Es trug sich an einem Samstag im Oktober zu, als ein Bekannter und ich zu verschiedenen Autohäusern fuhren, um uns Autos anzuschauen. Ich war zu der Zeit damit beschäftigt, die am Markt verfügbaren Kompaktwagen zu analysieren und wollte diese teilweise auch mal in Natura sehen und mich auch mal hineinsetzen.

Die erste Station war ein Audi-Händler. Wir betraten den Verkaufsraum.

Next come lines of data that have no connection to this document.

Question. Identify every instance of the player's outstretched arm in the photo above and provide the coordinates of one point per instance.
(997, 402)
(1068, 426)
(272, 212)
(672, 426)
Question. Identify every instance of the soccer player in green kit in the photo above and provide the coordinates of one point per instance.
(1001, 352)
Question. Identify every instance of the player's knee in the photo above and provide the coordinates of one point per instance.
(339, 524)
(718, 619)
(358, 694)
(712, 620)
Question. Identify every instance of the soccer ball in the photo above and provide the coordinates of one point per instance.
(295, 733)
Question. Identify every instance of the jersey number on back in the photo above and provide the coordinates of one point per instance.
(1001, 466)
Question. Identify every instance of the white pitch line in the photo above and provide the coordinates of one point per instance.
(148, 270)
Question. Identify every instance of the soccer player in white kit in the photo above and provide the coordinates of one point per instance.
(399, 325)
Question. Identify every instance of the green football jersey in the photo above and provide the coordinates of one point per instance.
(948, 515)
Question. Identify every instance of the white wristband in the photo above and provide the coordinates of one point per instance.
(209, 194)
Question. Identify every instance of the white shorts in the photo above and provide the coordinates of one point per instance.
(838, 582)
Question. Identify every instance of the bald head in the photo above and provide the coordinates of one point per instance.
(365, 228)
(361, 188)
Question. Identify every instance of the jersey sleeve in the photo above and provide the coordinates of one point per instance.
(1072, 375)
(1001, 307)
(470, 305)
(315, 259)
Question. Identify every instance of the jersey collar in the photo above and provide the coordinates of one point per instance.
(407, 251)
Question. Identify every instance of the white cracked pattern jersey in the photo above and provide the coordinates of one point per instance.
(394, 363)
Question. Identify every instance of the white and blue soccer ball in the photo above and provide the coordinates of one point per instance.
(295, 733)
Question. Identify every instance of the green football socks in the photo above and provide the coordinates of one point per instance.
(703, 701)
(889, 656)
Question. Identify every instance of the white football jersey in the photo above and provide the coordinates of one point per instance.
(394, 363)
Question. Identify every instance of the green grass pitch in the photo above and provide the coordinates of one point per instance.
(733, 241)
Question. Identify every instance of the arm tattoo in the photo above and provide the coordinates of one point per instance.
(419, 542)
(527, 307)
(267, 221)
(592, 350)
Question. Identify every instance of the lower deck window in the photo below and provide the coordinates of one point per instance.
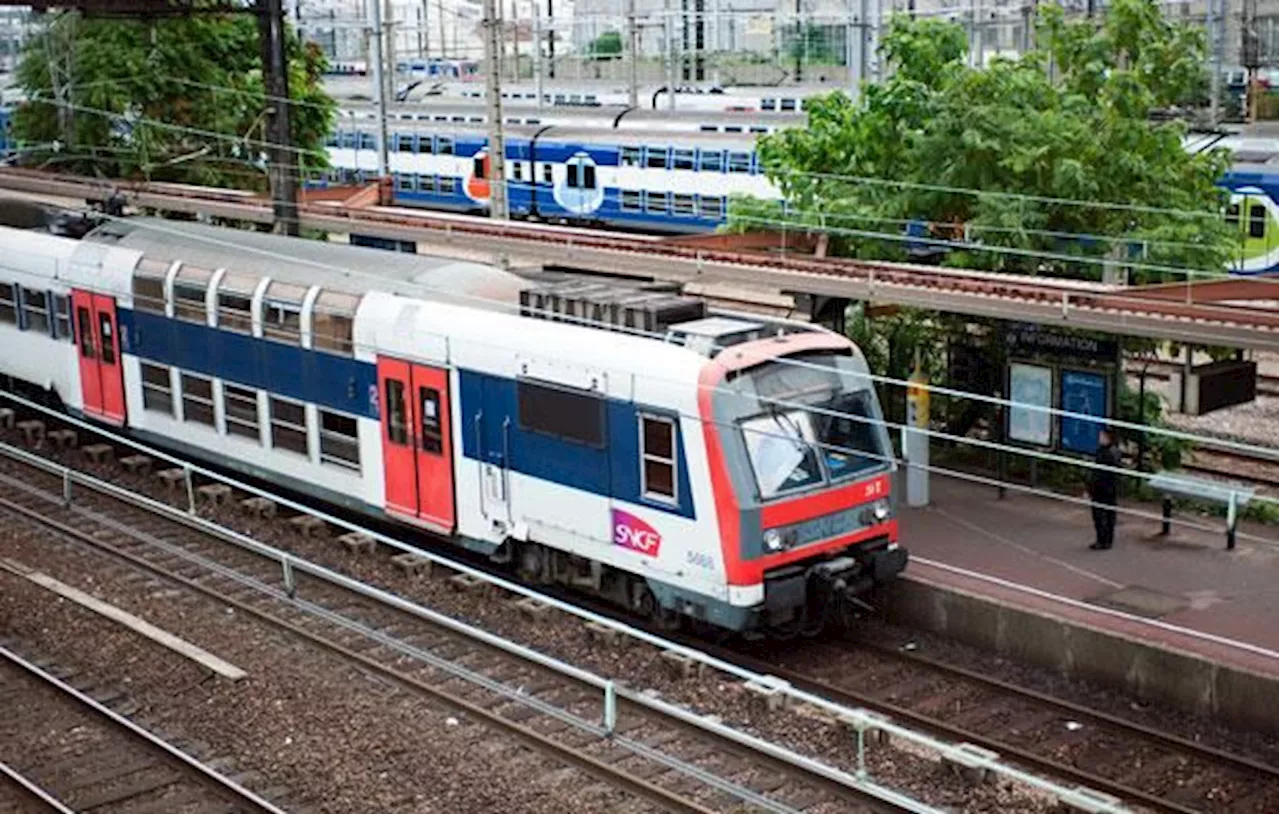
(339, 440)
(197, 399)
(156, 388)
(240, 406)
(288, 425)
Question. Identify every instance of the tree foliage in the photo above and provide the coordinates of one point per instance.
(164, 99)
(991, 156)
(608, 45)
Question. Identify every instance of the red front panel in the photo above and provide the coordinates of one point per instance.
(86, 338)
(394, 391)
(434, 447)
(110, 369)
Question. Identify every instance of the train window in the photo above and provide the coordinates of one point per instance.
(288, 425)
(62, 316)
(188, 295)
(397, 419)
(575, 416)
(8, 303)
(106, 332)
(332, 321)
(1257, 220)
(658, 457)
(85, 325)
(149, 284)
(282, 312)
(197, 399)
(711, 206)
(240, 408)
(339, 440)
(236, 302)
(156, 388)
(35, 307)
(433, 439)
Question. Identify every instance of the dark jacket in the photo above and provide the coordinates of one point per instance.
(1104, 486)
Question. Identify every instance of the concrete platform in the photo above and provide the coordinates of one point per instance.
(1178, 620)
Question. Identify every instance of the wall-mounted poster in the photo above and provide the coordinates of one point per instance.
(1084, 393)
(1031, 385)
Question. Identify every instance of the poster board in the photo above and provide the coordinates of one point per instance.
(1031, 385)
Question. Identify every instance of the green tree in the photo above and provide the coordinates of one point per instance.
(1066, 120)
(608, 45)
(167, 99)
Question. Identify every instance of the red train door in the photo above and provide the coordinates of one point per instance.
(101, 378)
(417, 460)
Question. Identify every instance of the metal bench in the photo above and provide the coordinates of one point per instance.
(1234, 497)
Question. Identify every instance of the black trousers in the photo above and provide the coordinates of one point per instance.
(1105, 525)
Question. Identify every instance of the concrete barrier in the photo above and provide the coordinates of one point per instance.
(1151, 672)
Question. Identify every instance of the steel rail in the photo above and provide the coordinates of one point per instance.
(835, 782)
(213, 776)
(32, 790)
(1019, 754)
(977, 293)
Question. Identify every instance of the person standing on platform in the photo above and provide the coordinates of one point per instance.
(1104, 490)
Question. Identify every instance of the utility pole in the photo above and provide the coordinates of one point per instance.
(634, 55)
(275, 81)
(379, 83)
(493, 91)
(1216, 41)
(551, 40)
(538, 53)
(799, 46)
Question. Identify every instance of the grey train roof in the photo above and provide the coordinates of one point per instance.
(316, 263)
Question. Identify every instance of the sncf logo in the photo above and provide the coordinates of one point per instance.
(630, 531)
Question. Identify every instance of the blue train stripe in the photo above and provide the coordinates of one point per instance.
(346, 385)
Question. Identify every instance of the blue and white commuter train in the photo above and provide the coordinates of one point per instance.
(730, 471)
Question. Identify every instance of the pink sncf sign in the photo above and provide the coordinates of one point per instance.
(635, 534)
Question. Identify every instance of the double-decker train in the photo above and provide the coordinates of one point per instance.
(681, 463)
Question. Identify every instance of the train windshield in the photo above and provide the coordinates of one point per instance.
(809, 420)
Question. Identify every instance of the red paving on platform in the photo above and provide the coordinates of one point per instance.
(1184, 591)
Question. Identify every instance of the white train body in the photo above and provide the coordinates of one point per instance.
(672, 478)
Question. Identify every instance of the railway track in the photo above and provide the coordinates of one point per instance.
(666, 757)
(67, 745)
(1137, 763)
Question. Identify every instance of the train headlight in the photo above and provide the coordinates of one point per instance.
(773, 540)
(881, 510)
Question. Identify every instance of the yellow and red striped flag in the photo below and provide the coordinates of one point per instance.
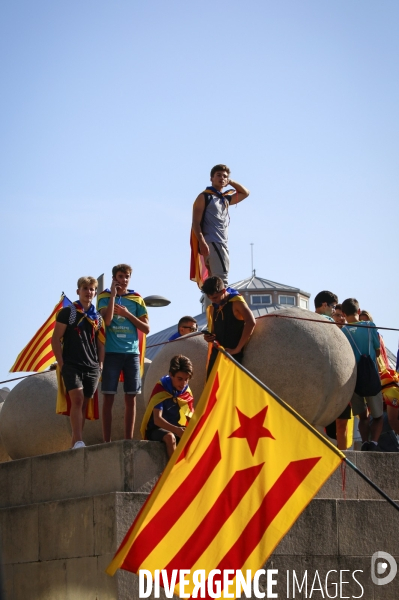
(245, 469)
(38, 354)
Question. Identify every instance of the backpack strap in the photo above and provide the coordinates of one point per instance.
(353, 340)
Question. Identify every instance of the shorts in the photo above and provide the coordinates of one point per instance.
(157, 435)
(129, 364)
(373, 403)
(218, 261)
(74, 378)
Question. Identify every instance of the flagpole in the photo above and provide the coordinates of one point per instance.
(308, 426)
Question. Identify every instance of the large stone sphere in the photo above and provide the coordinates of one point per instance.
(310, 365)
(29, 425)
(195, 348)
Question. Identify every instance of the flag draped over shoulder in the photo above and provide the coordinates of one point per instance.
(38, 354)
(198, 269)
(245, 469)
(134, 297)
(185, 401)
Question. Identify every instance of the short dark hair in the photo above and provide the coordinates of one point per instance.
(212, 285)
(325, 296)
(186, 319)
(127, 269)
(350, 306)
(181, 363)
(217, 168)
(366, 313)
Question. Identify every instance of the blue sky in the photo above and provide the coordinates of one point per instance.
(112, 115)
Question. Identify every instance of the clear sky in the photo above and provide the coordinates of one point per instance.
(113, 113)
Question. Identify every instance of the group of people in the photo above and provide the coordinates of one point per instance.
(363, 336)
(82, 356)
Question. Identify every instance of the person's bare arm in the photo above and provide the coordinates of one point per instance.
(242, 311)
(198, 211)
(58, 333)
(140, 322)
(241, 192)
(161, 422)
(107, 313)
(100, 353)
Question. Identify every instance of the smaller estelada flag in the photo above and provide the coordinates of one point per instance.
(245, 469)
(38, 354)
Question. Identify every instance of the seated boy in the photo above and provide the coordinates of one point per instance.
(170, 406)
(79, 351)
(124, 315)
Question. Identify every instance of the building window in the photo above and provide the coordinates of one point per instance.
(263, 299)
(303, 303)
(287, 300)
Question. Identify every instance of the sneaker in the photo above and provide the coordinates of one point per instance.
(366, 446)
(79, 445)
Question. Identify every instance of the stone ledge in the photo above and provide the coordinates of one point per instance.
(124, 466)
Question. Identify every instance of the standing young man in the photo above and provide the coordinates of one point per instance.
(125, 315)
(325, 304)
(364, 340)
(211, 221)
(230, 320)
(78, 347)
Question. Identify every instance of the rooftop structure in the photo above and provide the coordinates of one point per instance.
(262, 296)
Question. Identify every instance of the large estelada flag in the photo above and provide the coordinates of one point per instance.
(245, 469)
(38, 354)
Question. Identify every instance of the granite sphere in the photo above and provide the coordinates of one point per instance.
(309, 364)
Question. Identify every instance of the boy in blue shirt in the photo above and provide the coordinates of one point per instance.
(125, 318)
(364, 339)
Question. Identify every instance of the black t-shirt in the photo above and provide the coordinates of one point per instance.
(79, 343)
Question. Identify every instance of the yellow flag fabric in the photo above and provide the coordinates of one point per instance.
(245, 469)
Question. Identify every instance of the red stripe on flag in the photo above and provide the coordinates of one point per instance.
(154, 532)
(281, 491)
(211, 403)
(222, 509)
(46, 358)
(31, 365)
(27, 352)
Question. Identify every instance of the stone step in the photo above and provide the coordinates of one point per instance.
(124, 466)
(134, 466)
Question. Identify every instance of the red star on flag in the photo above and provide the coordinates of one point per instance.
(251, 428)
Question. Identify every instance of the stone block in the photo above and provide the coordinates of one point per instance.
(352, 584)
(40, 581)
(66, 529)
(113, 515)
(307, 537)
(365, 526)
(19, 534)
(382, 468)
(148, 460)
(107, 586)
(15, 483)
(81, 578)
(58, 475)
(345, 477)
(104, 469)
(8, 581)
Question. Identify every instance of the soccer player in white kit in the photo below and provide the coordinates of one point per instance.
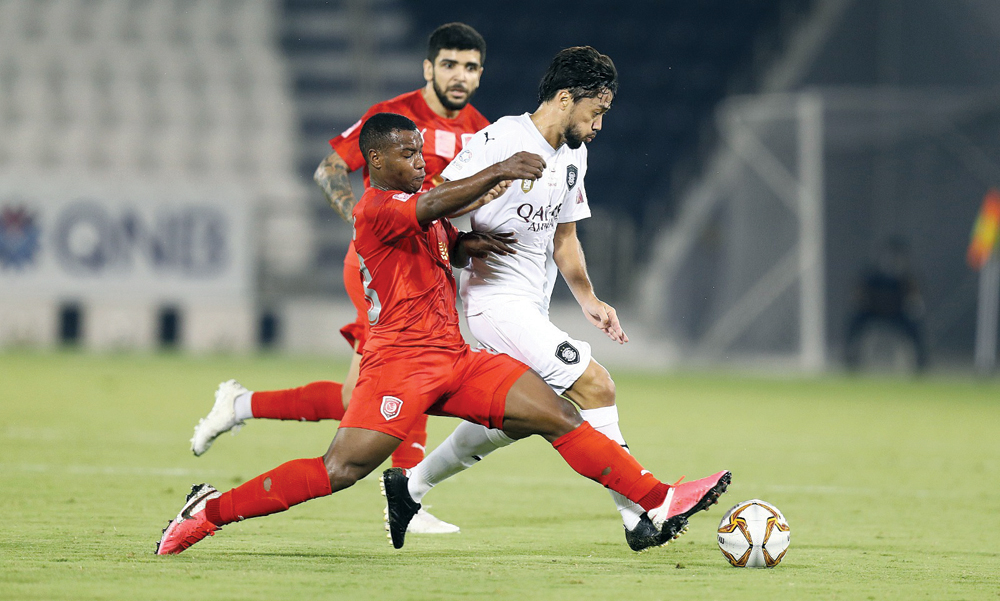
(506, 298)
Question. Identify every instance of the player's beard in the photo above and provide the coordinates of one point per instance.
(573, 139)
(446, 102)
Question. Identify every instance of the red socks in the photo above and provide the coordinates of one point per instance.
(411, 451)
(309, 403)
(271, 492)
(599, 458)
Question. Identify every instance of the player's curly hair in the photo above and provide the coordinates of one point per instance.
(455, 36)
(585, 72)
(377, 131)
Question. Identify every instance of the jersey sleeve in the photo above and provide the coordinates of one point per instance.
(576, 206)
(346, 144)
(392, 217)
(479, 153)
(451, 231)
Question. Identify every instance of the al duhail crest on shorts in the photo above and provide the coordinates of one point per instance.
(391, 407)
(19, 237)
(567, 353)
(571, 173)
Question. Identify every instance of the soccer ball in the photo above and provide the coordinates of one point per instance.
(754, 534)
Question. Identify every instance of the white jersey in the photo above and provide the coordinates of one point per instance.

Hinter dem Schalter saß eine Dame, etwas weiter im Hintergrund wuselten noch zwei weitere Kollegen rum. Andere Kunden waren zu dem Zeitpunkt nicht anwesend. Wir gingen um die Autos herum, wir setzen und hinein, wir standen vor den Autos und tauschten unsere Meinungen aus und so verging Minute um Minute. Wir gingen.

Die zweite Station war Mercedes-Händler. Wieder das gleiche Schauspiel. Beim Betreten der Verkaufsräume passierten wir die Tische der Verkäufer. Einer von Ihnen hatte gerade Kunden, ansonsten waren wir die einzigen Interessenten. Ich setzte mich in die A-Klasse, befand die Qualität der Innenausstattung als nicht so gut wie beim Golf und stieg wieder aus. Wir gingen.

Die dritte und letzte Station war ein Volkswagen-Händler. Ich brauche eigentlich nicht erwähnen, dass es hier genauso ablief wie in den vorherigen Häusern auch. Keine Begrüßung, kein „Kann ich Ihnen behilflich sein?“, kein kurzes Kopfnicken als Zeichen, dass man als Kunde wahrgenommen wurde.

Ich erwarte beim besten Willen keinen roten Teppich, wenn ich einen Laden betrete, aber wenn man sich als potentieller Käufer eines mehr als 30.0000 Euro teuren Autos unbehaglich und deplatziert fühlt, dann läuft da doch etwas verkehrt.